Spring is approaching, blossoms are abound, and nothing more apropos to welcome the spring vernal equinox than the Persian new year Norooz. The Persian new year ubiquitously known as “Norooz” (meaning new day) historically is a tradition that dates back to thousands of years ago. Around the first week of March, Iranians around the globe are bustling and getting ready to ring in the much awaited new year.
Many traditions are practiced and celebrated during this 13-day long new year celebration. On the last Wednesday of the Iranian calendar before Norooz, Chahar-Shanbeh-Soori is celebrated. Families gather and jump over fire, to ward off any negative and ill spirits that have been lingering throughout the year.

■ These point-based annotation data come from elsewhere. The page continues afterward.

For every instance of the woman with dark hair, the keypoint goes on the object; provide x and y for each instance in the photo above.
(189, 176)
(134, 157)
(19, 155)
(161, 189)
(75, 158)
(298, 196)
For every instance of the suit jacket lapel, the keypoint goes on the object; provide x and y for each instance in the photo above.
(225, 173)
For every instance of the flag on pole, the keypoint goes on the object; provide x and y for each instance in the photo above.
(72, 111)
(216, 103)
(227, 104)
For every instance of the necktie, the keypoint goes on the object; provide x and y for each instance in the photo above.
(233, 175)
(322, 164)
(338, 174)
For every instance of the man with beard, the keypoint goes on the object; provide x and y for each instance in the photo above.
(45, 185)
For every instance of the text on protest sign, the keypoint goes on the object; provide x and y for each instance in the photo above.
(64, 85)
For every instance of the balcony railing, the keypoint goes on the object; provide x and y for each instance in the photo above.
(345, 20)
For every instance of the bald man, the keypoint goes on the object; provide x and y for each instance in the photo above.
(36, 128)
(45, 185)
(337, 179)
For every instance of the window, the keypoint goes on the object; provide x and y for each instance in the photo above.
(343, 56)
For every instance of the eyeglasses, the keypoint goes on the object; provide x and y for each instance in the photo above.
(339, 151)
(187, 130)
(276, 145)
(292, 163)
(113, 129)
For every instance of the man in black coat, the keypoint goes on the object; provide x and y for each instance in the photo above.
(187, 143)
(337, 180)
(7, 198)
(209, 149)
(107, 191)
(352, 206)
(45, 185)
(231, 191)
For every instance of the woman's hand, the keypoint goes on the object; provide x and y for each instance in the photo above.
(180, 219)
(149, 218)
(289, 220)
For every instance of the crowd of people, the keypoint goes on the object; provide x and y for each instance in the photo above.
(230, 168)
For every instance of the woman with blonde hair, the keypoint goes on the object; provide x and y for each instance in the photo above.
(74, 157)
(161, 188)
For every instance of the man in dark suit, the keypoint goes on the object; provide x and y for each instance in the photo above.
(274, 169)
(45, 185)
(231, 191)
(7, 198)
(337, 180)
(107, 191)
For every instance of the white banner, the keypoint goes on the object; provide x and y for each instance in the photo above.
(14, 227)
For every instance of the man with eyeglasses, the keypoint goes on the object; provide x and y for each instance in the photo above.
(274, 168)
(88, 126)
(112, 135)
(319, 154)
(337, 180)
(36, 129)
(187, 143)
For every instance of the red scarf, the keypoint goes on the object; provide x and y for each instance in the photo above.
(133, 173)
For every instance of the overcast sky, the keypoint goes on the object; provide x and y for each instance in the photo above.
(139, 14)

As Persians jump over the fires, they customarily shout out “Sorkheeyeh toh az man, zardeeyeh man az toh”, indirectly translating into your healthy nature is mine, and my poor health/pain is now yours. This tradition has been modified and still celebrated by Iranians around the world.
Another tradition that is diligently practiced by Iranians prior to the new year is a thorough deep cleaning of their homes, known as “khaneh tahkoonee” (shaking of the house), and buying new clothes for each family member to ring in the new year with new clothes. Once the house has been thoroughly cleaned, the preparations for the “Haft-Seen” table begin. A table or elevated platform is set, and it is usually covered with an elaborate artisanal handwoven cloth called “Termeh”.
Haft-Seen means seven S’s. There are seven items that are placed on the table that begin with the Farsi (the traditional language spoken by Iranians) alphabet “S”. Each “S” has a traditional significance and reason for being placed on the table; some of the items found on the Haft-Seen table are:
Seeb (apple): symbolizing beauty
Sonbol (hyacinth): symbolizing the arrival of spring
Seer (garlic): symbolizing health
Sekeh (gold coins): symbolizing wealth & prosperity
Somagh (Sumac): symbolizing the color of the sun
Samanoo (wheat germ sprout pudding: symbolizing affluence
Serkeh (vinegar): symbolizing wisdom and patience
Senjed (berries from Oleaster tree): symbolizing love
Sabzeh (wheat, barley, lentil sprouts): symbolizing rebirth
There are also other items placed on the Haft-Seen table such as painted eggs (symbolizing fertility), goldfish (representing Pisces, the zodiac symbol of the month of Farvardeen), a mirror to reflect light, candles (symbolizing enlightenment),the Holy Book of Koran or a book of poetry by Hafiz or Saadi, and most importantly a plateful of intricate traditional Persian pastries.
Norooz is celebrated on the first day of spring. Families gather together and feast on traditional dishes of fish, dill rice, and “kookoo” which is a chopped herb frittata. Music is played and families gather around the Haft-Seen table, candles are lit, as everyone hugs and kisses and wishes one another “saleh no mobaaraak” (happy new year).
In lieu of gifts, money or gold coins referred to as “Aidee” are given to children. The celebrations continue for thirteen days, as families visit their elders and other family members to wish them all a happy new year and pay their respects.
On the 13th day of the festivities, families have picnics outside referred to as “Seizdeh Bedar” loosely translating to spending out the 13th (as superstitiously thirteen signifies bad luck), and having a communal picnic on the thirteenth day was traditionally a means of warding off bad luck.
Norooz is an old traditional holiday celebrated by Iranians of all faiths, as it is not a religious fete, but rather an annual celebration of spring, and the beginning of a new year in the Iranian calendar. This year Norooz will be celebrated around the globe at precisely 2:37:28 am Los Angeles time on Saturday, March 20.